The Environmental Protection Administration (EPA) recently conducted measurements of indoor electromagnetic fields in Taipei for the first time, with results indicating that 20 percent of the locations tested had readings of over 10 milligauss (mG).
High readings have been linked to certain health problems.
"That high?" gasped Li Chung-yi (
Li called on the administration to publicize the high-risk locations as soon as possible so that any inappropriate power distribution in schools and hospitals could be adjusted.
Chen Chiao-hua (陳椒華), director of the Taiwan Environmental Protection Union (TEPU), said that if Taipei, the country's capital, was flooded with excessive electromagnetic radiation in this way, then other cities and counties may pay even less attention to their power distribution infrastructure, making it possible that the danger was even greater outside Taipei.

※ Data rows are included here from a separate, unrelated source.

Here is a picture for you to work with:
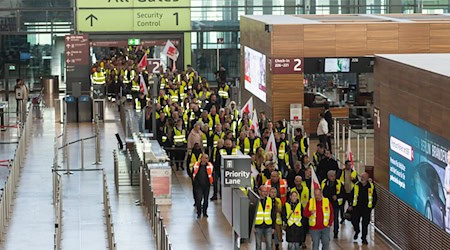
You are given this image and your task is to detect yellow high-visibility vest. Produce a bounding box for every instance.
[173,127,187,145]
[309,197,331,227]
[353,182,375,208]
[322,179,344,206]
[291,185,309,208]
[285,202,302,227]
[92,71,106,84]
[255,197,272,225]
[278,141,286,160]
[339,169,356,189]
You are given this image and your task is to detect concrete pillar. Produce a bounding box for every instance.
[284,0,297,15]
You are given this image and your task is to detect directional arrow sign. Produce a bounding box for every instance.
[85,14,98,27]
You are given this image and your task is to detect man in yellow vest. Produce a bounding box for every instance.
[282,190,304,249]
[91,67,106,99]
[290,176,311,249]
[322,170,344,239]
[303,188,333,250]
[349,173,377,245]
[255,185,276,250]
[339,160,358,224]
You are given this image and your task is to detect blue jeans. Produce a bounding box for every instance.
[288,242,301,250]
[309,227,330,250]
[255,227,272,250]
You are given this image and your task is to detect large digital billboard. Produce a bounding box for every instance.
[244,47,266,102]
[389,114,450,233]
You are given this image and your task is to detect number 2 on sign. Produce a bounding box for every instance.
[294,58,302,71]
[173,12,178,26]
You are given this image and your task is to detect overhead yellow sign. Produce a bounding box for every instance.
[76,0,191,9]
[77,8,191,32]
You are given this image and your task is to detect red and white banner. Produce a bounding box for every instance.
[239,96,253,119]
[161,40,180,61]
[250,109,261,137]
[310,167,320,197]
[139,74,148,95]
[138,53,148,69]
[266,132,278,159]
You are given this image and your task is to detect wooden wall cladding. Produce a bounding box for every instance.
[374,57,450,188]
[271,25,304,57]
[336,24,367,57]
[430,23,450,53]
[241,17,450,123]
[271,74,304,121]
[240,17,272,117]
[302,24,336,57]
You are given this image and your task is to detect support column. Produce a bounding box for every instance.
[284,0,297,15]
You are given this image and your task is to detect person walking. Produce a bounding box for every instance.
[339,160,358,224]
[304,189,333,250]
[255,185,276,250]
[192,154,214,219]
[322,170,343,239]
[317,113,328,148]
[282,189,304,250]
[349,172,377,245]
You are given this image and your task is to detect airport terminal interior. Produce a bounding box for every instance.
[0,0,450,250]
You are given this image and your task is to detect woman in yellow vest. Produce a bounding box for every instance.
[303,188,333,250]
[281,189,304,250]
[269,187,283,250]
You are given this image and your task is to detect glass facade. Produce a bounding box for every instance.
[0,0,449,88]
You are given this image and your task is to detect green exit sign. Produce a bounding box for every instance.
[128,38,141,45]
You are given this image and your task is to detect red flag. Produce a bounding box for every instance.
[240,96,253,119]
[250,110,261,136]
[138,52,148,69]
[310,166,320,197]
[347,129,355,169]
[139,74,148,95]
[266,132,278,159]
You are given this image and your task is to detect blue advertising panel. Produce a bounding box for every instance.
[389,114,450,233]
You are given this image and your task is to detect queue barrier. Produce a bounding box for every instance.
[0,104,33,241]
[140,166,172,250]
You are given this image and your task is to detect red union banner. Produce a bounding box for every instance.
[270,58,303,74]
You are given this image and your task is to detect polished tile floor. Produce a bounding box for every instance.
[0,100,391,250]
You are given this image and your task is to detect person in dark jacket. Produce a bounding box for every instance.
[323,103,334,151]
[281,190,304,250]
[349,172,377,245]
[317,149,340,181]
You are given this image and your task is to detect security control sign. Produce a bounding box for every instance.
[222,155,251,188]
[77,0,191,32]
[270,58,303,74]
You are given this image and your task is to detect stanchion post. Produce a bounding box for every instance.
[93,115,102,165]
[356,133,361,173]
[80,139,84,170]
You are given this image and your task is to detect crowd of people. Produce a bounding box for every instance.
[93,47,377,249]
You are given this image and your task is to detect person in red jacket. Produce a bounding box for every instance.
[303,189,333,250]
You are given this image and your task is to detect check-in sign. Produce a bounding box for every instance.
[270,58,303,74]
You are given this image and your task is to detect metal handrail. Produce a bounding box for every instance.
[140,166,172,250]
[103,172,117,250]
[0,104,33,240]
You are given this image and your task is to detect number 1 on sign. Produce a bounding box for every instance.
[173,12,178,26]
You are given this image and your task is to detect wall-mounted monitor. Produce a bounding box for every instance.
[324,58,350,73]
[244,47,266,102]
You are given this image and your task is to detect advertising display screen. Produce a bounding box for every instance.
[324,58,350,73]
[389,114,450,233]
[244,47,266,102]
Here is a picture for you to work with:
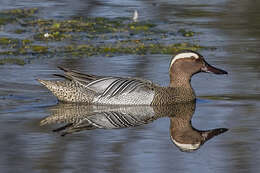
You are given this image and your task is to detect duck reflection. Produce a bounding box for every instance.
[41,102,228,152]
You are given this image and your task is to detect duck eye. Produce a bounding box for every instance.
[195,58,201,62]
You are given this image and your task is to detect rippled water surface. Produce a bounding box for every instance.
[0,0,260,172]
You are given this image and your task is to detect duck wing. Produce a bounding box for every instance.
[59,67,158,98]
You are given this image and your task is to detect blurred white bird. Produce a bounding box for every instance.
[44,32,50,38]
[133,10,138,22]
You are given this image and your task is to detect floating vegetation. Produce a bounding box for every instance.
[0,58,25,65]
[0,8,209,65]
[0,8,38,25]
[178,29,195,37]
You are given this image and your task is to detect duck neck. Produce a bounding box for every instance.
[170,73,192,89]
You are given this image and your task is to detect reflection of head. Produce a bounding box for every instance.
[171,128,228,152]
[170,103,227,152]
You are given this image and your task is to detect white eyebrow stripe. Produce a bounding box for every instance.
[170,52,199,67]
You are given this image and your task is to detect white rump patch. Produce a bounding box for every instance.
[172,138,200,151]
[170,52,199,67]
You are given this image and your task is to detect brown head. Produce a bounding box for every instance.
[169,50,227,85]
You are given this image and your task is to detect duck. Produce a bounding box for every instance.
[38,50,228,105]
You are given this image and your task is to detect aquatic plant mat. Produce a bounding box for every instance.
[0,8,205,65]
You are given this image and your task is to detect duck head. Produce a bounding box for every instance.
[169,50,227,82]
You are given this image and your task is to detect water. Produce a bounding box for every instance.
[0,0,260,172]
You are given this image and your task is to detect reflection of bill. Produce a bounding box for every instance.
[41,102,227,151]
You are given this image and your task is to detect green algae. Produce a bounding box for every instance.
[0,9,209,64]
[0,8,38,25]
[0,58,25,65]
[178,29,195,37]
[31,45,48,53]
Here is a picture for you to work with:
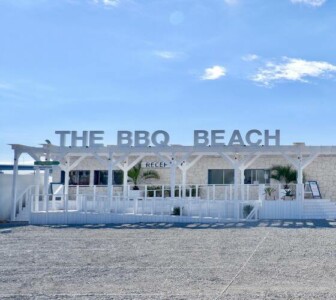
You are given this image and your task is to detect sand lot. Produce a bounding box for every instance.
[0,221,336,299]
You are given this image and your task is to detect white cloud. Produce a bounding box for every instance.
[201,66,226,80]
[291,0,326,7]
[93,0,120,7]
[154,51,179,59]
[251,57,336,86]
[0,82,13,90]
[224,0,238,5]
[242,54,259,61]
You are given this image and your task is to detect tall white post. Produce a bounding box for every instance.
[170,157,176,198]
[239,168,245,200]
[182,168,186,198]
[11,150,21,221]
[107,157,113,203]
[34,167,40,212]
[233,167,239,201]
[43,167,49,211]
[123,168,128,198]
[64,168,70,196]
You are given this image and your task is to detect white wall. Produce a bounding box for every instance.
[0,174,35,220]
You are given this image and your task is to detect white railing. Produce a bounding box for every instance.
[23,184,322,222]
[31,194,259,220]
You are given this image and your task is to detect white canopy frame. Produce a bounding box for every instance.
[11,144,336,220]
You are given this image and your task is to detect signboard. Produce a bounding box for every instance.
[55,129,280,147]
[308,181,322,199]
[34,160,59,166]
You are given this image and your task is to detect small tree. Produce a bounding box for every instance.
[127,161,160,190]
[271,165,297,189]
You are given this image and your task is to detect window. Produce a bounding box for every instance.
[69,170,90,185]
[94,170,123,185]
[208,169,234,184]
[244,169,271,184]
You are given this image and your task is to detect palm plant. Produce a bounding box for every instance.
[127,161,160,190]
[271,165,297,189]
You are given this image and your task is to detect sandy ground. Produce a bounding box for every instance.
[0,221,336,300]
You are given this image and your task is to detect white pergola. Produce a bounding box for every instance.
[11,144,336,220]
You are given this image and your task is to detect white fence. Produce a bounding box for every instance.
[13,185,336,224]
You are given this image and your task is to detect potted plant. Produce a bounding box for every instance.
[264,186,276,200]
[243,204,254,219]
[271,165,305,197]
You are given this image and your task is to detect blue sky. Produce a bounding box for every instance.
[0,0,336,161]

Chen added that although the WHO had yet to publish a report on the effects of electromagnetic radiation, research on infectious diseases shows that small children regularly exposed to 4mG of electromagnetic radiation had an increased risk of developing leukemia, and that for every 1mG above that level, the risk of developing cancer doubles.

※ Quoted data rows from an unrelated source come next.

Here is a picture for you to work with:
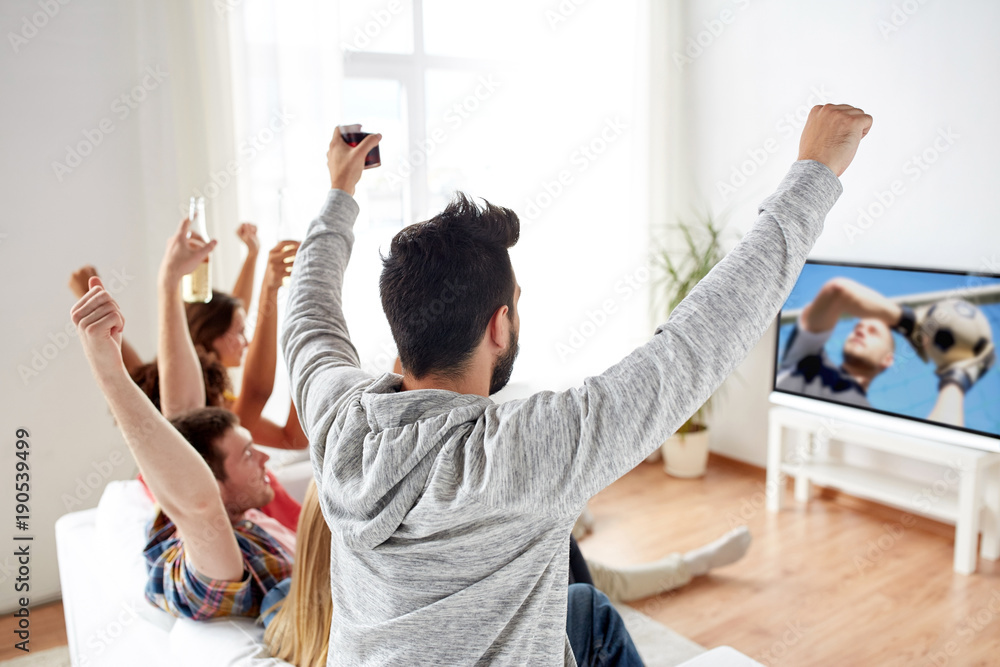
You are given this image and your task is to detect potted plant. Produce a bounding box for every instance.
[655,214,725,477]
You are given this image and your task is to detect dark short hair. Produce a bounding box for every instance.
[379,192,521,378]
[184,290,244,353]
[132,347,233,412]
[170,408,240,482]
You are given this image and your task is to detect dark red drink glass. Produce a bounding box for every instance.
[340,124,382,169]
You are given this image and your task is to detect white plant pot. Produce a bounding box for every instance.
[660,429,708,478]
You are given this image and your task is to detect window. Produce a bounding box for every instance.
[230,0,650,385]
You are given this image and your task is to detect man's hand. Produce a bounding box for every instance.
[326,127,382,196]
[236,222,260,255]
[799,104,872,177]
[69,264,97,299]
[70,276,125,378]
[160,218,217,283]
[264,241,300,290]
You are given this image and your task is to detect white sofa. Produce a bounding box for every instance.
[56,460,756,667]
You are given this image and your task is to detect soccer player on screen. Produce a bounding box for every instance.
[775,278,995,426]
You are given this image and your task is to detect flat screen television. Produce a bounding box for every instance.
[771,260,1000,451]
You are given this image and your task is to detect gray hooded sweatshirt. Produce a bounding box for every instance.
[281,161,841,665]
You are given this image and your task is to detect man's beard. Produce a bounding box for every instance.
[490,330,520,396]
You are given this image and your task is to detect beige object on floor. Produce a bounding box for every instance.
[587,553,691,602]
[660,429,708,478]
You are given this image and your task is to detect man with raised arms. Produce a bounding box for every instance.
[282,105,872,665]
[72,228,295,620]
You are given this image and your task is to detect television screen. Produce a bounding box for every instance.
[774,261,1000,438]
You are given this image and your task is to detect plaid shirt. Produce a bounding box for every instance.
[143,511,292,621]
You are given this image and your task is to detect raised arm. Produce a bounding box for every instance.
[281,129,381,433]
[233,222,260,308]
[233,241,308,449]
[157,219,216,418]
[482,105,871,516]
[802,278,903,333]
[69,264,145,375]
[71,277,243,581]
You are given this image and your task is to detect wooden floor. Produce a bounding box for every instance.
[580,457,1000,667]
[7,457,1000,667]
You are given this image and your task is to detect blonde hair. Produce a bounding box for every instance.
[264,481,333,667]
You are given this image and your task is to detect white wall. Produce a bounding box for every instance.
[0,0,235,612]
[672,0,1000,465]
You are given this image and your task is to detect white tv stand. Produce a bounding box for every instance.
[766,407,1000,574]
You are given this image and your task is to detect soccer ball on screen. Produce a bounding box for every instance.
[920,299,993,368]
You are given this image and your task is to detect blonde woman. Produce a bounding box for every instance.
[260,481,333,667]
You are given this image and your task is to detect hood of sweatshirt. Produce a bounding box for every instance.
[322,373,496,549]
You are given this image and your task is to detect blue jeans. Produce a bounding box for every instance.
[566,584,642,667]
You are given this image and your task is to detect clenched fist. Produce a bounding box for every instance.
[799,104,872,177]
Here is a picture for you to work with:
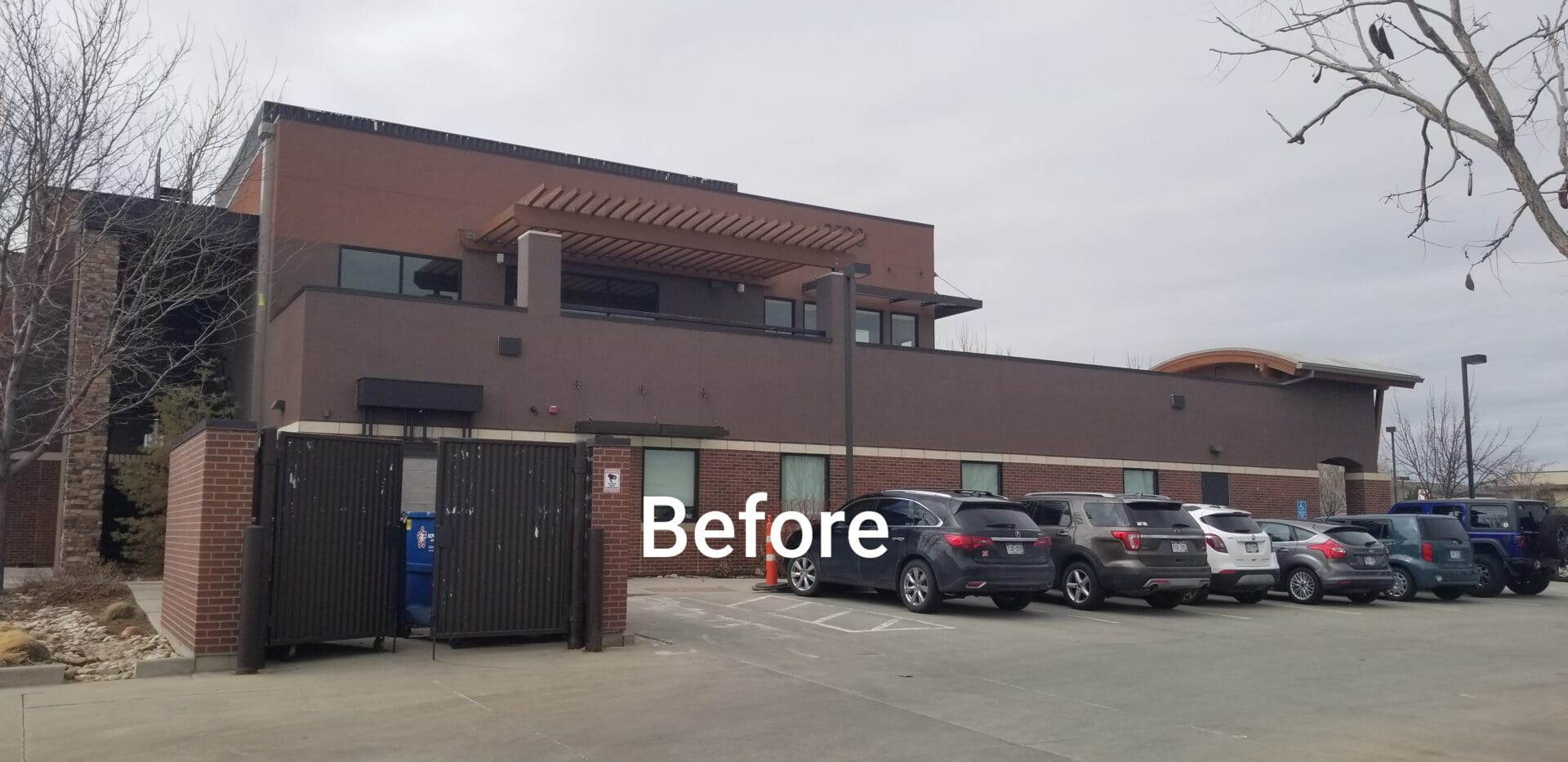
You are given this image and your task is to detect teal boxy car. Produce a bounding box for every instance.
[1323,515,1480,600]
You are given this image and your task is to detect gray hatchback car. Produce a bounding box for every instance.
[1258,519,1394,604]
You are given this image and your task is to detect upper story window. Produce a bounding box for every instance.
[854,309,881,343]
[337,246,462,300]
[762,296,795,328]
[888,312,920,346]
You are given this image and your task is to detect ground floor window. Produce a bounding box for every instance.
[958,461,1002,496]
[1121,469,1160,496]
[643,448,697,520]
[779,455,828,516]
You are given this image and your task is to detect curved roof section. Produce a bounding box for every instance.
[1152,346,1425,389]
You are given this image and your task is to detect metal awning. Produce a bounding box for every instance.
[800,281,985,319]
[460,185,866,281]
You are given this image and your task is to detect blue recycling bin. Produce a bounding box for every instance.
[403,511,436,631]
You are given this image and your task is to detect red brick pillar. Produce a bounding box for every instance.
[590,439,643,646]
[162,420,256,668]
[1345,472,1394,513]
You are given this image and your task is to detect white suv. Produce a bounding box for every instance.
[1183,503,1280,604]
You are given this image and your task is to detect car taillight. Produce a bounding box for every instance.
[946,535,996,550]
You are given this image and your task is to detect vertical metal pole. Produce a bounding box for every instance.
[585,527,604,654]
[844,273,854,501]
[1460,359,1476,498]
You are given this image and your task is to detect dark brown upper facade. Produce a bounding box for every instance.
[220,105,1411,470]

From late March to early last month, the administration took electromagnetic radiation readings in Taipei, the country's most densely populated area, hoping to obtain indoor background radiation measures to use as a reference when amending standards.
The EPA conducted tests in all of the city's 12 administrative districts, measuring electromagnetic levels in two hospitals, two communities, two elementary schools and two kindergartens per district. In total, 16 locations were tested and more than 6,000 measurements were taken in each district.
The study showed that 18 percent of elementary school classrooms, hospitals and homes had levels exceeding 10mG. One percent of kindergartens had readings above 10mG, while 16 percent of power distribution rooms and 34 percent of transformer rooms in communities, schools and hospitals had levels above 10mG. Thirty-two percent of areas near high-voltage wires measured above 10mG.
Four percent of power distribution rooms, 11 percent of transformer rooms, and 3 percent of elementary school classrooms, hospitals, homes and areas near high-voltage lines had readings exceeding 30mG.
The EPA said there was no way to verify at present if electromagnetic radiation was harmful to people's health, and added that it was concerned it might cause unfounded worries among the public.
The EPA was therefore unwilling to release the sampling locations and measurements from its tests, and has no plans to continue sampling in other cities or counties.